Écrire une lettre, envoyer une carte postale, offrir un livre ou conserver une photographie imprimée sont devenus des gestes choisis.

Des gestes qui prennent du temps.

Et dans une société où presque tout peut être envoyé instantanément, prendre le temps devient en soi une manière de communiquer.

Le papier n’est donc peut-être pas en train de disparaître. Il est en train de devenir plus rare, plus intentionnel, parfois plus intime.

En France comme en Corée, les nouvelles générations continuent d’ailleurs à lui attribuer une place particulière.
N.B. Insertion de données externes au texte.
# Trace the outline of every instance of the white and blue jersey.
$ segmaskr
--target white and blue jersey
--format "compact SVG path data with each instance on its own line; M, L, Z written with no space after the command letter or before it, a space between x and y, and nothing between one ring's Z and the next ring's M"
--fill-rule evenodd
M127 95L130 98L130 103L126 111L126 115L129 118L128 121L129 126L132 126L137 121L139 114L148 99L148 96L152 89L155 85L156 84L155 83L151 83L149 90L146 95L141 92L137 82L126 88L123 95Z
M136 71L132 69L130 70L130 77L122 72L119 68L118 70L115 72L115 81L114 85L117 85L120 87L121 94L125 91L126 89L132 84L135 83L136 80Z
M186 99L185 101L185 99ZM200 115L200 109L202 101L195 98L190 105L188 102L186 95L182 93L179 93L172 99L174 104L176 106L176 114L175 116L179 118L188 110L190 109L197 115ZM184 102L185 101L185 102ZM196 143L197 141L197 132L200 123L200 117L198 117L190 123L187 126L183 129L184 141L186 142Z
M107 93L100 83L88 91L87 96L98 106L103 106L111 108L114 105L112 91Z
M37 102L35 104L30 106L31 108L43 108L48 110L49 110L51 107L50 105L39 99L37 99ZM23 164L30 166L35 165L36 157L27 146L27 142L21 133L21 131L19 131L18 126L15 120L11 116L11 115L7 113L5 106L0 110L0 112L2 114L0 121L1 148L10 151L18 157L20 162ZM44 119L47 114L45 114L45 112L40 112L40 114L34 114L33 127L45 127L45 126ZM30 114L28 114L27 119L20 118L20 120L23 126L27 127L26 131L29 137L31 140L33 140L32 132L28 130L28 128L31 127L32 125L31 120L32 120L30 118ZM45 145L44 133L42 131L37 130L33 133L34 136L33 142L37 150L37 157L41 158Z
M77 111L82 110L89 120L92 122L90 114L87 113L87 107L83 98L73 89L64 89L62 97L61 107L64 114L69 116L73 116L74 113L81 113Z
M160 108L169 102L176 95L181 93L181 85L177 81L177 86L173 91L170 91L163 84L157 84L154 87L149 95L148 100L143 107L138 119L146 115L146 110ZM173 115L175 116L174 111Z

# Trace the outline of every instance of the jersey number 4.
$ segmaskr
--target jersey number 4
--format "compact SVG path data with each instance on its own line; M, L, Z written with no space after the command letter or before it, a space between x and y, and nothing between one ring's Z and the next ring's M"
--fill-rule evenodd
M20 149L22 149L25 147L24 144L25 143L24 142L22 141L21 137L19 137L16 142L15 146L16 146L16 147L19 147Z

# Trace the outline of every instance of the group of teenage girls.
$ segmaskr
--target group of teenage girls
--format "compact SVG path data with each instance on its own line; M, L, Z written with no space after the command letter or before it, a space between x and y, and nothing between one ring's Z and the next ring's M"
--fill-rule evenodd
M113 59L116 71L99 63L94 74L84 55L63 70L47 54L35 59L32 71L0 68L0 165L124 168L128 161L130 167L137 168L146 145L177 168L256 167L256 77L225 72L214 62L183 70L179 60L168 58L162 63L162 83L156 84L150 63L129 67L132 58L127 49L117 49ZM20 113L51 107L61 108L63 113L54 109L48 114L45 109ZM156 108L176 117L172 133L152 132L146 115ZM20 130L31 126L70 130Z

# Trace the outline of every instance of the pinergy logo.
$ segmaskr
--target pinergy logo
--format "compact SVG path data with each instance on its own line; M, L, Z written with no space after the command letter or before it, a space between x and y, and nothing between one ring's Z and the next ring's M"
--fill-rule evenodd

En Corée, les enquêtes récentes montrent que le livre papier reste largement présent dans les pratiques de lecture. En France, les jeunes continuent à écrire, même si une grande partie de cette écriture se fait désormais sur écran.

Peut-être est-ce cela, finalement, que le numérique n’a pas réussi à effacer.

Le plaisir de tenir une histoire entre ses mains.

Une feuille presque vide sur laquelle quelqu’un a pris le temps d’écrire notre nom.

Le papier ne sera peut-être plus jamais indispensable.

Mais il peut rester précieux.

Et entre la France et la Corée, deux cultures qui ont appris depuis longtemps à faire de cette matière un objet de transmission, il reste encore beaucoup d’histoires à écrire.

Mais suffisamment solide pour traverser les siècles.